Anlatın, siz sadece anlatın; geminizin bir kurtuluş gemisi olduğunda kuşku yok, ama ben kendi salımla gitmeyi yeğlerim. Hedef ulaşılmaya değer ise benim salım da o hedefe ulaştıracaktır, inanın. Biliyorum eyleminizin temelinde bana olan sevginiz var, bana olan merhametiniz var, bana olan şefkatiniz var.

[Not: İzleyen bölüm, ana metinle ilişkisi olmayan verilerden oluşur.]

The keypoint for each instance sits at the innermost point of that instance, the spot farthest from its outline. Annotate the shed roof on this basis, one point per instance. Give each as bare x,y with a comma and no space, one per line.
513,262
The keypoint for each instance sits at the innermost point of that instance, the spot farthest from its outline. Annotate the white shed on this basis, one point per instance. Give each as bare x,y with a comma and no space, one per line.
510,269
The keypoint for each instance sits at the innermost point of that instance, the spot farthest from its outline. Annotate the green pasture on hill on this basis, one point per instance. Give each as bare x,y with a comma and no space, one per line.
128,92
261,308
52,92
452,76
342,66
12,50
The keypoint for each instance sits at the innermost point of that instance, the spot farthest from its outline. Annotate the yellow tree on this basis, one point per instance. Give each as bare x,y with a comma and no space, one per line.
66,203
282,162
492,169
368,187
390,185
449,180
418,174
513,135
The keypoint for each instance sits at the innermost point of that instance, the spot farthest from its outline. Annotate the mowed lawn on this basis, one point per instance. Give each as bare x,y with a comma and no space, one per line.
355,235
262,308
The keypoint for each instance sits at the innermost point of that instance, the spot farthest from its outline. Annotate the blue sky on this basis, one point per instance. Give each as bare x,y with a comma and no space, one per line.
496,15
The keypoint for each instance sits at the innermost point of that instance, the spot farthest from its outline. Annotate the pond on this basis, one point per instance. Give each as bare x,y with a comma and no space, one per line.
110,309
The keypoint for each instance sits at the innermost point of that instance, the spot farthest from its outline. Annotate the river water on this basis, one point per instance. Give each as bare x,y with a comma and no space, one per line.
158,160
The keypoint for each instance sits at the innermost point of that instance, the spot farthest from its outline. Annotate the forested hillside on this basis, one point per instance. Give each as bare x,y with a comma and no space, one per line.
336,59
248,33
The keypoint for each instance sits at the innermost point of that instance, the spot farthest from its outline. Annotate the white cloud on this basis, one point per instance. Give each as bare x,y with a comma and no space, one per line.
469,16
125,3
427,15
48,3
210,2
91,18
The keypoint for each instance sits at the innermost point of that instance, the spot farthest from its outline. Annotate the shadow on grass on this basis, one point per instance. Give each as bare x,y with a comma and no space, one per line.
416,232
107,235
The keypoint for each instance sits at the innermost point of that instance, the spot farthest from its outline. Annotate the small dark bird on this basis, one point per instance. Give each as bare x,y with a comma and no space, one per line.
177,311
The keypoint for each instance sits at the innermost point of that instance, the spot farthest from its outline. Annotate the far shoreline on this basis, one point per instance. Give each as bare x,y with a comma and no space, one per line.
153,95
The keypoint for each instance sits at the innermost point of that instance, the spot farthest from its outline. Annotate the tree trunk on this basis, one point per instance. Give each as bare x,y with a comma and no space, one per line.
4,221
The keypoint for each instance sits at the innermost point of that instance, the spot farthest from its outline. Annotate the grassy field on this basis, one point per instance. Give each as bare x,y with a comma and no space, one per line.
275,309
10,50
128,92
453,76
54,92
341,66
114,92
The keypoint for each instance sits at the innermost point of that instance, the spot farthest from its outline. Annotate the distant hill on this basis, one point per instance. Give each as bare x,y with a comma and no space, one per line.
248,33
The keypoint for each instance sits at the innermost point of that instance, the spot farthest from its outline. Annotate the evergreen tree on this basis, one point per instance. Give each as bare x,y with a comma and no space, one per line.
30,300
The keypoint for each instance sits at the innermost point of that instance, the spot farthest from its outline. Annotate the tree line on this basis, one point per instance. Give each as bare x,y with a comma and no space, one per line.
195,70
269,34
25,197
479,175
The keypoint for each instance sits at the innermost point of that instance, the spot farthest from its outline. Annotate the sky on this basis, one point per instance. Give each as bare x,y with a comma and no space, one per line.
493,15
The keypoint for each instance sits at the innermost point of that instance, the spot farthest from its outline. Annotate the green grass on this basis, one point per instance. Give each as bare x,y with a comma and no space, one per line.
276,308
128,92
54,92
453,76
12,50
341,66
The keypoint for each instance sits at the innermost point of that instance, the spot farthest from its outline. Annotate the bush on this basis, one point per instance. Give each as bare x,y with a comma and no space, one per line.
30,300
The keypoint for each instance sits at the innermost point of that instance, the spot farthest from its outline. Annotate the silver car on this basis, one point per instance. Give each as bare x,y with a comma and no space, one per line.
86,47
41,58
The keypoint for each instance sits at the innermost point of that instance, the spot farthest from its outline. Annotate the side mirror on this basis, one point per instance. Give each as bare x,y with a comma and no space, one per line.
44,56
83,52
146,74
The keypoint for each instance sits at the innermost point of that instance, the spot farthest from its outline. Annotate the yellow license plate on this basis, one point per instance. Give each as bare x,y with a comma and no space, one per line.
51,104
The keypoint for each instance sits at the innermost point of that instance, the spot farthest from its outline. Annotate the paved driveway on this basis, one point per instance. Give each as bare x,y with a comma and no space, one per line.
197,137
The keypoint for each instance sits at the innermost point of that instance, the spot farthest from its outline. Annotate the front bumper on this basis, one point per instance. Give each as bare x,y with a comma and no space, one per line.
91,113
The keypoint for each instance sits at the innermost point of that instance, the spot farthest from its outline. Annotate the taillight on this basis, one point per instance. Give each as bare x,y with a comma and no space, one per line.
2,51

Azgın sularda, kabaran dev dalgalarda boğulmamı istemiyorsunuz, ama inanın sizin pencerenizden bakıldığında öyle görünme ihtimali çok yüksek. 

Benim penceremden baksanız, bakabilseniz, bakmaya değer görseniz güvenli sularda yüzdüğüme karar bile verebilirsiniz. Olsun, boğulmak üzre olduğum yargısında bulunmanızın, olmanızın bir sakıncası yok ve fakat kendimin eseri olmak istiyorum. Kendimin kılavuzu olmak istiyorum. Usturlabınız benimle uyumlu değil inanın.

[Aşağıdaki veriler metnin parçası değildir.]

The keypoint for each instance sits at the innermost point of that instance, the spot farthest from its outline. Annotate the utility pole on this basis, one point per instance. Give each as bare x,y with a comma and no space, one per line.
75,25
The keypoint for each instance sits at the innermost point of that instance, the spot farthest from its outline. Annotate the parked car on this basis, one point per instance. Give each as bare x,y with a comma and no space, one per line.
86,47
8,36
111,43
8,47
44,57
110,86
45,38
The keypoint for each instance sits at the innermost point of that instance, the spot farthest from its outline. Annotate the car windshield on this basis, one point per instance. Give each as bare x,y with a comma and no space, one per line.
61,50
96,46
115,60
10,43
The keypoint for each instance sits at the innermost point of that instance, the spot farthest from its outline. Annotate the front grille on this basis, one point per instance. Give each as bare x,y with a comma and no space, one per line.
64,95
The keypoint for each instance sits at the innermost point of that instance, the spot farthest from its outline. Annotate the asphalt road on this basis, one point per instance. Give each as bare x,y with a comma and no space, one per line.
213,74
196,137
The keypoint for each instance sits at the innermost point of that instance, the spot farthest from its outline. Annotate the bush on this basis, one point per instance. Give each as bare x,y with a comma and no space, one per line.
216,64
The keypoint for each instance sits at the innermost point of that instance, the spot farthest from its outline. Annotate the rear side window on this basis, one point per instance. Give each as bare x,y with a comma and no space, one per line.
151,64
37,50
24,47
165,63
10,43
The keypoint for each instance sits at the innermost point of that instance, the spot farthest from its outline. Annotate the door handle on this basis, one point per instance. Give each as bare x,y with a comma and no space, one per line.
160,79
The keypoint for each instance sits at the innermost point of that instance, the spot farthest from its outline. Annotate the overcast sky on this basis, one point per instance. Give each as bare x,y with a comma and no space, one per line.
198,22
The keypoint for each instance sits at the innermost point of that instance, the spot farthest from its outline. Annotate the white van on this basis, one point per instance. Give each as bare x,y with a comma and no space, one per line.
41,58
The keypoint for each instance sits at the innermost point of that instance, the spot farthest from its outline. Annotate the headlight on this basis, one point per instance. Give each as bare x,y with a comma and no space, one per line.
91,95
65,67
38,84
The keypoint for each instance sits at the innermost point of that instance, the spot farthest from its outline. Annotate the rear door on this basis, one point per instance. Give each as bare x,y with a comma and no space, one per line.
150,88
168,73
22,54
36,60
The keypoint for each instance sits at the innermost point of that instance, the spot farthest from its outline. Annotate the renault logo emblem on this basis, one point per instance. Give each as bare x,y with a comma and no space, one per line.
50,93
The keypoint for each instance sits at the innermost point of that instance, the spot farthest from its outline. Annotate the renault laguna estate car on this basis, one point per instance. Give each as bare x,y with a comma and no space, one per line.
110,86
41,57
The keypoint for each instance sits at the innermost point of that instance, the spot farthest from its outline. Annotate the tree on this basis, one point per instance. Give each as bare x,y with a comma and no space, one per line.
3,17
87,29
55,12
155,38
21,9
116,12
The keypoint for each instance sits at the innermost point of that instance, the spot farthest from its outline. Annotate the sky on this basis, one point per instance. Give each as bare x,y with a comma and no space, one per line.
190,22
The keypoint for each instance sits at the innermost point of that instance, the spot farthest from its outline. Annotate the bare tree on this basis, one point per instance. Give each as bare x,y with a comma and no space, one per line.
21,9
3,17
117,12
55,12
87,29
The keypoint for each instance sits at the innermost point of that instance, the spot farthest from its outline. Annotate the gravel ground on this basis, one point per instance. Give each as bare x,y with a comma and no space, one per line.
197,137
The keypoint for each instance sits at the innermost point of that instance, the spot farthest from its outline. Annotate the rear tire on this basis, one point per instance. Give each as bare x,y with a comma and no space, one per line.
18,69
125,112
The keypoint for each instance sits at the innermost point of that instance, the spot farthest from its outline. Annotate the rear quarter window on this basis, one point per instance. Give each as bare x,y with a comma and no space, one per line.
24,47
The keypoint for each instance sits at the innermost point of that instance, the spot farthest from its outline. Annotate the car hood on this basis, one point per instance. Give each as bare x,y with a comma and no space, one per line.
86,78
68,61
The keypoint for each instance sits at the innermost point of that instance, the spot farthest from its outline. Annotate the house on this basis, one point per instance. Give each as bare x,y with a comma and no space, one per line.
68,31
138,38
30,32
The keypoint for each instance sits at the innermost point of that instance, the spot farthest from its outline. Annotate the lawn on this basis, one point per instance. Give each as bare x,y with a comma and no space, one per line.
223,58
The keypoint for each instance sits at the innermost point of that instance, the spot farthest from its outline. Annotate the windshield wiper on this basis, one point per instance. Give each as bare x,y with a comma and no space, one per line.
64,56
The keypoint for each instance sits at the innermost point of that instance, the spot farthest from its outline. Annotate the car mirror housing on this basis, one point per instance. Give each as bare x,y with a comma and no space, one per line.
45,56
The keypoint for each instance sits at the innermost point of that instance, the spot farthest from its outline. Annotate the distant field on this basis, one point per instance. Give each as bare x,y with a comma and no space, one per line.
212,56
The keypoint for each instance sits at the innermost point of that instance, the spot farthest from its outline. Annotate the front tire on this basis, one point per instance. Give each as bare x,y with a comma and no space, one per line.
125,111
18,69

Kişinin kendisi olarak var olmak istemesi bencillik değildir. Bu bir bencillik değildir. Kendimi olmak istemem, sizin kendinizi olmak istemem bencillik değildir elbet. Bencillik tek olmaktır. Bencillik kendini aslolan bilmektir. Bencillik kendinden farklı sese tahammül edememektir. Bencillik kendi sözcüklerinin dışında sözcükleri istememektir. Bencillik kendi biricikliğini başkalarında görmek istemektir. Benim kendim olarak, senin kendin olarak soluk alman, almam, istemen, istemem bencillik değildir. Ben kendim olarak var olmak istiyorum. Sen olarak soluk almak istemiyorum. Ne olur anla beni. Ve vazgeç beni kurtarmaktan. Ne olur sen sadece anlat.

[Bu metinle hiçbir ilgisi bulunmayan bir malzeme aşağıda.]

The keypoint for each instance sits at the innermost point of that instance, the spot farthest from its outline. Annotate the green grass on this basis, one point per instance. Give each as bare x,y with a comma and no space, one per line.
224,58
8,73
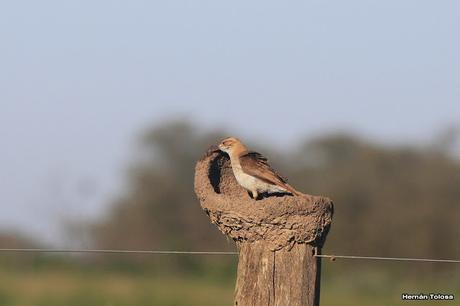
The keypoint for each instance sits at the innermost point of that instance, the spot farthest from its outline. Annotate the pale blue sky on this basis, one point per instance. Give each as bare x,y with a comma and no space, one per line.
79,79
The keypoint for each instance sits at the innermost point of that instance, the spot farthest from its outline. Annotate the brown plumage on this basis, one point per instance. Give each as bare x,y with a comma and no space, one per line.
252,171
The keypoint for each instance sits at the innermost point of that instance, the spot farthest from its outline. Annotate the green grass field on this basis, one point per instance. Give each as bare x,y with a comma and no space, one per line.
72,286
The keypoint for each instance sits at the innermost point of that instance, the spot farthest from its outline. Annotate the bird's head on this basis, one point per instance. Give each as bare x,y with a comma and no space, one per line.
231,145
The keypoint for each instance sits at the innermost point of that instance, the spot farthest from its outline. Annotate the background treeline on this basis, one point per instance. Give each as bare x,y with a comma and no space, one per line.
390,200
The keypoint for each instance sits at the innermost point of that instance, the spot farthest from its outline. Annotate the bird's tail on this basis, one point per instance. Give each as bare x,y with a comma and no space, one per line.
292,190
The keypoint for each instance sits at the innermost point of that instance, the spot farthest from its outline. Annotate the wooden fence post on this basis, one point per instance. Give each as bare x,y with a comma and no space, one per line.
277,236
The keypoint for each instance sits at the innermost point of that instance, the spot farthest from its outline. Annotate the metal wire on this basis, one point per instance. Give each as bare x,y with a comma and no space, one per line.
333,257
166,252
16,250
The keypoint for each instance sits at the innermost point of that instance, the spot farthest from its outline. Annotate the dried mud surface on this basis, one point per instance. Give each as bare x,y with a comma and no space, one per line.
281,221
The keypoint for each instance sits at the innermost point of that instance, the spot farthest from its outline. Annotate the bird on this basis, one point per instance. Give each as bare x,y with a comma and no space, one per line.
252,171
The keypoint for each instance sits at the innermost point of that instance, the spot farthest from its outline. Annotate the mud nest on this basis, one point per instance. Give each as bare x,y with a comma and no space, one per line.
280,220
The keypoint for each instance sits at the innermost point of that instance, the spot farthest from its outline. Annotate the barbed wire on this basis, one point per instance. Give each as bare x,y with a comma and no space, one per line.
174,252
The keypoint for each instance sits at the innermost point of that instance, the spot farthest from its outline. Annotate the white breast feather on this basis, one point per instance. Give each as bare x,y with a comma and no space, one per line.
252,183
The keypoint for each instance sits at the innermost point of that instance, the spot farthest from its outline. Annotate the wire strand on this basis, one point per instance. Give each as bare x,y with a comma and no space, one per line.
108,251
333,257
174,252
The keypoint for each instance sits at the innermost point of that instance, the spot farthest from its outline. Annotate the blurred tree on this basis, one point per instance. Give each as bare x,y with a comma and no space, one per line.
390,201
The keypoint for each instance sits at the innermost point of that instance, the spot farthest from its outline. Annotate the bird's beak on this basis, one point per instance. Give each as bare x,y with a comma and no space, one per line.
214,149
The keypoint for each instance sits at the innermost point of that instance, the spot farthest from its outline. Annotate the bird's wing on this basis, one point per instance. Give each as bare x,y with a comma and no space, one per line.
255,164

Anlatın, siz sadece anlatın. Anlatmayı seçin, anlattıklarınızı yaşayın, ama bana yaşatmayın. Beni sizi yaşamaya çağırmayın. Ben sizi yaşamadan da sizi severim. Siz olduğumda sizi sevecek biri olmaz artık. Sizi seveni siz yapmaya kalkışarak öldürmeye çalışmayın. Sesimi sizin sesinizi oldurmayı bırakın. Bırakın kendi sözcüklerimle size türküler çağırayım şiirler yazayım, masallar, öyküler anlatayım. Sözcüklerim size yavan gelse de inanın yüreğimin derinliklerinden fışkırmaktadır, yürekten fışkıran lav gibi sıcacıktır. 

Bu sıcaklığı öldürmeyin. Bu pınarı kurutmayın. Belki sizin kadar gür değil varsın olsun bu pınar bana yetmektedir inanın. Bu pınar beni beslemektedir inanın. Siz sadece anlatın ve bu pınarı kurutmayın!